Opposition to state rule that diminishes Pinal farmland value to be made formal Monday

Photo by David McNew/Getty Images
Photo by David McNew/Getty Images

By Melissa St. Aude | Casa Grande Dispatch

The Casa Grande City Council on Monday will consider taking a stand regarding a controversial Arizona Department of Water Resources rule modification that systematically would strip farmers of water credits for future development.

The meeting begins at 7 p.m. in the council chambers at City Hall, 510 E. Florence Blvd.

Before the council Monday will be a resolution that, if passed, would add the city’s voice to those urging repeal of the rule.

For months, the group Farmers Against State Takings (FAST) — a coalition of farmers, residents and agricultural advocates — has been rallying support from legislative representatives and community members in an effort to get the rule repealed.

The rule is aimed at protecting limited groundwater supplies in Pinal County and preventing over-pumping, but FAST members believe it would devalue area farmland.

“However well-meaning the plan was intended it was ill conceived and based on faulty premises,” the resolution before the council reads.

Extinguishment credits — also known as groundwater credits — may be sold by farmers in full or in part when farmland is retired and used by buyers, usually developers, within the same water management area.

Under the ADWR rule modification, those credits will begin a systematic decline of 6 percent annually beginning in January.

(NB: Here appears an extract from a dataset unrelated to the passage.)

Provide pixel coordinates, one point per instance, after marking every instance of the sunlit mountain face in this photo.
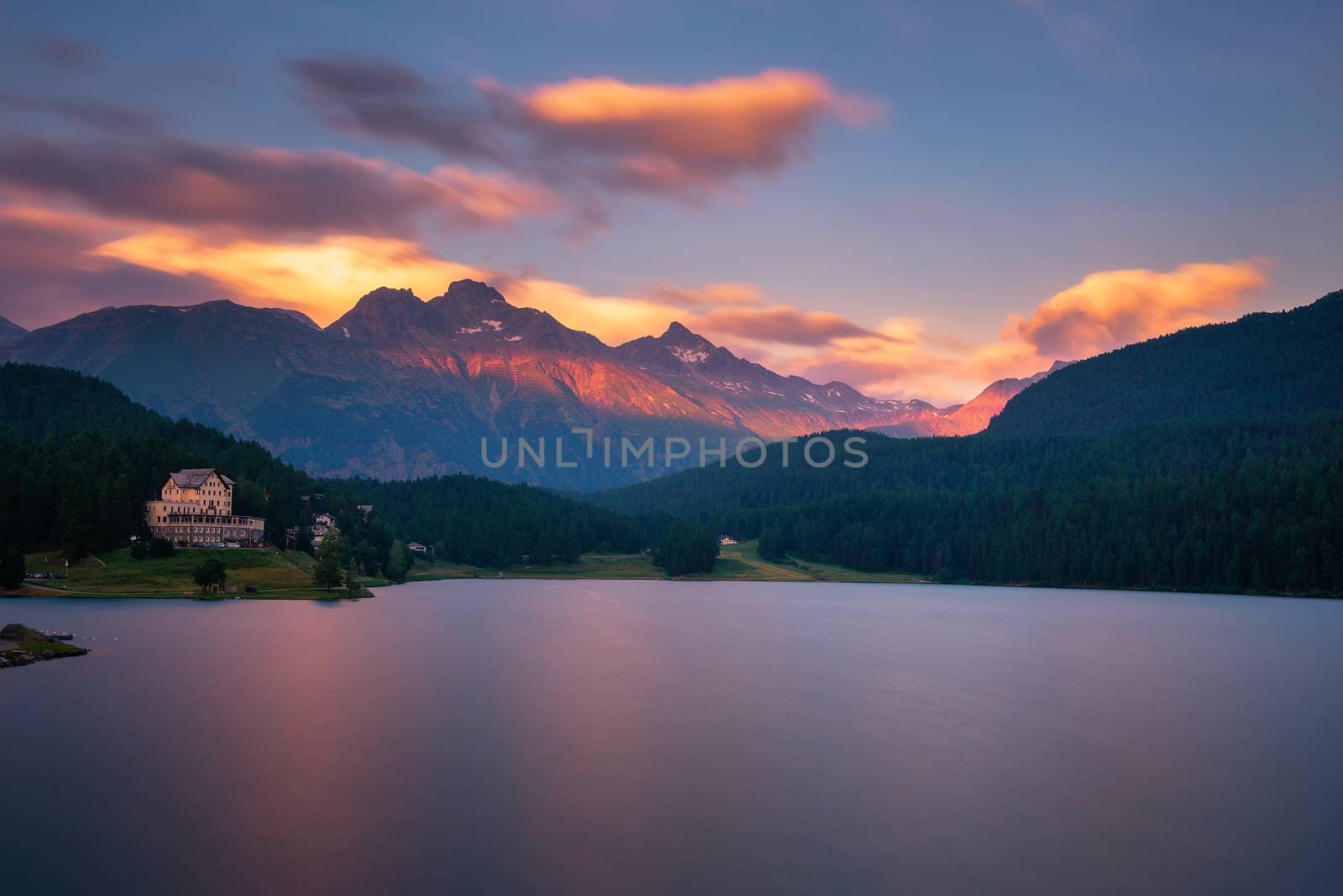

Extinguishment credit allocation factors reach zero in 2054. At that point, farmland will be valued at prices comparable to desert land with no extinguishment credits.

Critics of the plan believe that as the groundwater credits begin to decline, some farmers will sell land quickly before allocation factors fall too far and the land becomes further devalued.

“The Pinal agricultural economy may be seriously jeopardized well in advance of any development if farmers must decide whether to retire their grandfathered agricultural water rights and get out early with full conversion credits or to continue farming and see their conversion credits and the credits’ associated value disappear to zero,” the council resolution reads.

Critics of the plan also believe the state is unfairly taking something of value from farmers.

“The reduction of farmland equity without compensation and a rule reduc- ing the amount of extinguishment credits that forces both farmers and investors to make decisions now that they would otherwise not want or need to make until a more appropriate time is onerous and may be harmful to the economy of the area,” the resolution reads.

Disclosure: Rose Law Group represents FAST.